The First Blue Laws 1629 – Sunday Closing Law

The First Blue Laws 1629 Sunday Closing Law

The First Blue Laws 1629 - Sunday Closing Law - This 1895 political cartoon illustrates the restrictions imposed by Blue Laws.
The First Blue Laws 1629 – Sunday Closing Law – This 1895 political cartoon illustrates the restrictions imposed by Blue Laws.

Constantine the Great (c. 272–337), Samuel Peters (1735–1826), J. Hammond Trumbull (1821–1897)

Laws prohibiting certain secular activities on days of religion existed in antiquity, although their colorful name only appeared recently.

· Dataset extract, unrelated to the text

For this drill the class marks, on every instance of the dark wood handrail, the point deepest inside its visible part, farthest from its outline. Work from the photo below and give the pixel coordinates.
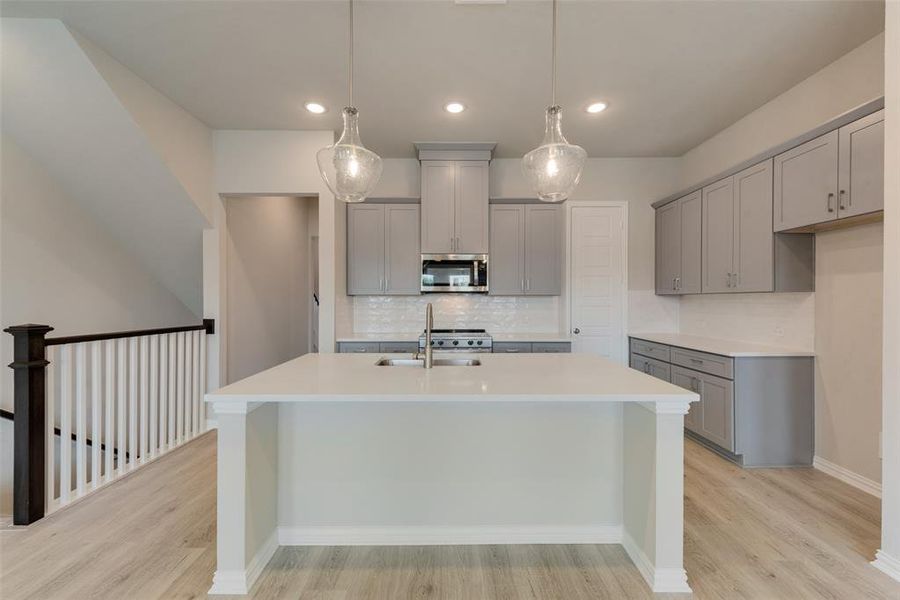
(5, 414)
(208, 326)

Commentators credit the first Sunday Closing Law to Roman Emperor Constantine the Great, who issued an edict in 321 ordering city citizens to rest “on the hallowed day of the sun.”

In 1629, the House of Burgesses of Virginia passed the first Sunday Closing Law in the United States, stating that “the Sabbath day be not customarily profaned by working in any imployments or by going from place to place.”

However, according to etymologists, the word “blue laws” was first used in a satire of Connecticut Congregationalists in the New-York Mercury on March 3, 1755: “Since… the Revival of our old Blue Laws, we have the Pleasure to see the Lord’s Work carry on with Success.”